Opinião

O fascismo de colarinho branco

09/07/2016

Nos tempos áureos da Gládio*, o fascismo clandestino da OTAN, o terrorismo de sangue era a receita mais óbvia para impedir o acesso de Partidos Comunistas às áreas do governo na Europa Ocidental. O covarde assassínio de Aldo Moro, em 1978, e o massacre de Bolonha**, em 1980, são exemplos da conspiração permanente centrada em Itália que ficou conhecida como “estratégia de tensão” e pretendia assegurar a governação pelos do costume, do Bloco Central à extrema-direita e seus avatares de ocasião.

Por José Goulão

Noutros países aplicavam-se variantes, sob a batuta dos mestres da CIA, recorrendo-se até ao encarceramento à força na CEE, à tortura austeritária*** ditada pela moeda única para que os mecanismos associados cumprissem o dever de distinguir, sem apelo, entre os “verdadeiros democratas” e os outros.

Como muito bem sabemos.

Hoje o século é outro e tornou-se tudo muito mais fino e requintado. O dom de policiar a democracia passou de generais brutamontes para cavalheiros ungidos com o toque de Midas da tecnocracia, cabendo-lhes “fazer o papel de Deus na Terra”, como gosta de dizer o boss de todos eles e padrinho da Goldman Sachs, Lloyd Blankfein. O terrorismo sangrento passou dos grupos avençados de «extrema-esquerda», que aliás forneceram hábeis quadros da mistificação política, para os mercenários fundamentalistas islâmicos, deslocalizados lá onde é preciso garantir o acesso a matérias-primas, rotas estratégicas e outras necessidades do novíssimo colonialismo.

O objetivo fundamental, porém, continua imutável: reduzir a democracia a um conjunto vazio e marginalizar, de preferência eliminar – ponham os olhos na Ucrânia –, os Partidos Comunistas, aliados e afins.

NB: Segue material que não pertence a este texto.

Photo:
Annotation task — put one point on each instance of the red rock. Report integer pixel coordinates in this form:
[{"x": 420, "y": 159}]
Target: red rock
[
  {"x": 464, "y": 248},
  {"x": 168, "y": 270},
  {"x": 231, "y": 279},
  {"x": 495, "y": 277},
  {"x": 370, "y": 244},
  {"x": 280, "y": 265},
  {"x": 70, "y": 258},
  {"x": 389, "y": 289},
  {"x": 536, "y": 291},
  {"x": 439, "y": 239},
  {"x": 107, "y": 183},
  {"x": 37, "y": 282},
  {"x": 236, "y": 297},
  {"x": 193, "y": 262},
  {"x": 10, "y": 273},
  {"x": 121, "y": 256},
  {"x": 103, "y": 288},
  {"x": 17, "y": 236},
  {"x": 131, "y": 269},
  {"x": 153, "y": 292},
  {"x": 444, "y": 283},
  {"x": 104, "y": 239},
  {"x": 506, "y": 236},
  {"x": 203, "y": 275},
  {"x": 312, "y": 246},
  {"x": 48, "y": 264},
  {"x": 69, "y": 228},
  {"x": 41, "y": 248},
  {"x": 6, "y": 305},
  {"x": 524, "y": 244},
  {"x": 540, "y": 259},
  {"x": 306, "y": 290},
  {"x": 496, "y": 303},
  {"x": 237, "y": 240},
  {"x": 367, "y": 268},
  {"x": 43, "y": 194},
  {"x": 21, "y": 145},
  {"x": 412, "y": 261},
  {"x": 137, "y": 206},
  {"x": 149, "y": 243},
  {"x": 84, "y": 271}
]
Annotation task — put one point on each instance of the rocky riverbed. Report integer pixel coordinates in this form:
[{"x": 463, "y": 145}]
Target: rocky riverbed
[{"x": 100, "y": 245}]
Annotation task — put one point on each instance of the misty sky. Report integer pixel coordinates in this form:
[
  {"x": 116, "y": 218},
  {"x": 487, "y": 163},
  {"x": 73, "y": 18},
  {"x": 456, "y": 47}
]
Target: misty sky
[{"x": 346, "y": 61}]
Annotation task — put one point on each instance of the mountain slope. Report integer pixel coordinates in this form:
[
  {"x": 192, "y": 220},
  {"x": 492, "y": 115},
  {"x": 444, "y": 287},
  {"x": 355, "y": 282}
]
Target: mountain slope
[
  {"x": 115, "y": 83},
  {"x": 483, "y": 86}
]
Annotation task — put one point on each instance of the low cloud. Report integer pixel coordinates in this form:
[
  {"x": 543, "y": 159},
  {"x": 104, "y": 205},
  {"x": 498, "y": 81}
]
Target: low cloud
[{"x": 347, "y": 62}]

A tarefa de governar só pode ser exercida por um arco que vai do bloco central à extrema-direita e as exceções, quando surgem por inadmissível bug do sistema, devem arrepender-se de ter nascido.

O fascismo mais ou menos clandestino da Gladio institucionalizou-se em forma humanoide de tecnocratas, trocou a farda militar pelo colarinho branco, assume-se com mentalidade e comportamentos de partido único e é sustentado às escâncaras pela OTAN, mais pujante do que nunca. Tudo muito civilizado, polido, em poses para câmeras atentas, veneradoras e obrigadas, com sorrisos hipócritas, o dedo em riste e cenhos crispados para pontuar a gravidade das circunstâncias e as tropelias das ovelhas tresmalhadas.

O neoliberalismo atingiu o patamar de ganância, anarquia – e crise – em que depende absolutamente do fascismo político para sobreviver na plenitude dos fascismos econômico e financeiro.

Se Portugal aplica as 35 horas semanais, é porque tem funcionários públicos a mais, sentencia o FMI.

Portugal precisa de um novo resgate, adverte o fascista Schäuble, irritado com os atrevimentos de uns míseros preguiçosos do Sul.

Portugal não pode recuar nas leis laborais, ataca de novo o FMI.

Portugal está a “reverter reformas” – essa “é a minha única preocupação”, ameaça o fascista alemão Klaus Regling, a quem os senhores da União Europeia entregaram a gestão do “Mecanismo de Estabilidade Europeia”.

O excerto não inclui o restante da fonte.